We were so busy this weekend, I didn’t even have time to blog. We headed out Friday night to my parents house. They are doing a DIY project themselves. Which is siding their house. Since my dad came down and helped us with our basement (which is not finished yet) we thought we had better go up and help him with his project. We rolled into town at about 8:00 so we could get up bright and early to start helping.
Bubba ripping boards off the existing wood.Chickie painting the basement wall.My mom painting the eaves.Hubby and my dad putting up the siding.
Yes, I did do some work but no one else would take pictures. I painted, ripped boards off, took nails out of boards and helped put up siding. Nothing like working your fingers to the bone.
So after such grueling work on Saturday, the kiddos thought they deserved some spa treatment on Sunday.
Clay masque for Bubba
Clay masque and soothing eye patches for Chickie.
It was 5:00 by the time we got home on Sunday and by the time we unloaded, put things away and had supper, I was beat. So I went straight to bed.
This morning it was back to work and after working so hard over the weekend my body was craving some bread.
Bagel with strawberry cream cheese.
This hit the spot, along with a cup of iced coffee. Apparently though I cannot cut bagels evenly. I never can, the sad part is these were pre-cut so I only had one end to cut and it broke off. Oh well, still tasted good.
Lunch today was mixed berries, vanilla greek yogurt and granola. I promise you there is a lot more fruit in there than what you see.
All the berries were at the bottom. This hit the spot after going to the gym, it was cool and refreshing.

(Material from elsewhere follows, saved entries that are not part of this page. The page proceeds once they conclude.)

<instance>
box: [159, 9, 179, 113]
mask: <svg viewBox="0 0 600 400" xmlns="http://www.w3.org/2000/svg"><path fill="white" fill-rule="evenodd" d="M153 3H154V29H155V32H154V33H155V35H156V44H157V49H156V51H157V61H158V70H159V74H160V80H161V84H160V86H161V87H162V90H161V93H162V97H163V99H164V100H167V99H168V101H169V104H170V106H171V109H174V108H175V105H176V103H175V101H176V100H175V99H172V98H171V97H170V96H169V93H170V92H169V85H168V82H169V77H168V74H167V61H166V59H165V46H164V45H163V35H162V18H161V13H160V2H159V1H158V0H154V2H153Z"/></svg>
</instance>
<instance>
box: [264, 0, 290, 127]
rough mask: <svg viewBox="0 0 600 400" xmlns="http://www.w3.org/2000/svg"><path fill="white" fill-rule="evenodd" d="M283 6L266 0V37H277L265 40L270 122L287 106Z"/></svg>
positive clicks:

Supper tonight was made by Hubby.
Columbus Pork Chops with a side of steamed broccoli and cheddar cheese.
You will need:
- 4 1-1/2 ich thick boneless pork chops
- salt and black pepper to taste
- 1 pint strawberries, sliced
- 1 cup basil leaves, shredded
- 1/4 c. aged balsamic vinegar
- 2 T extra-virgin olive oil
Preheat the oven to 375°. Season chops with salt and pepper and let them come to room temp (about 20 minutes)
In a medium bowl, toss the strawberries with the basil and vinegar and let stand for 15 to 20 minutes.
Heat an ovenproof skillet over medium-high heat. Add the extra-virgin olive oil to the skillet and sear and caramelize the meat for 2 to 3 min. on each side. Transfer the skillet to the oven and roast for 10 to 12 minutes, until the juices run clear and the meat is firm but not hard.
Mound the macerated berries on top of the chops and serve.
This is so, so good. The sweetness of the strawberries makes the pork chop flavor just pop. We will be making this again.
Now off to do some more work in the basement, have a great night.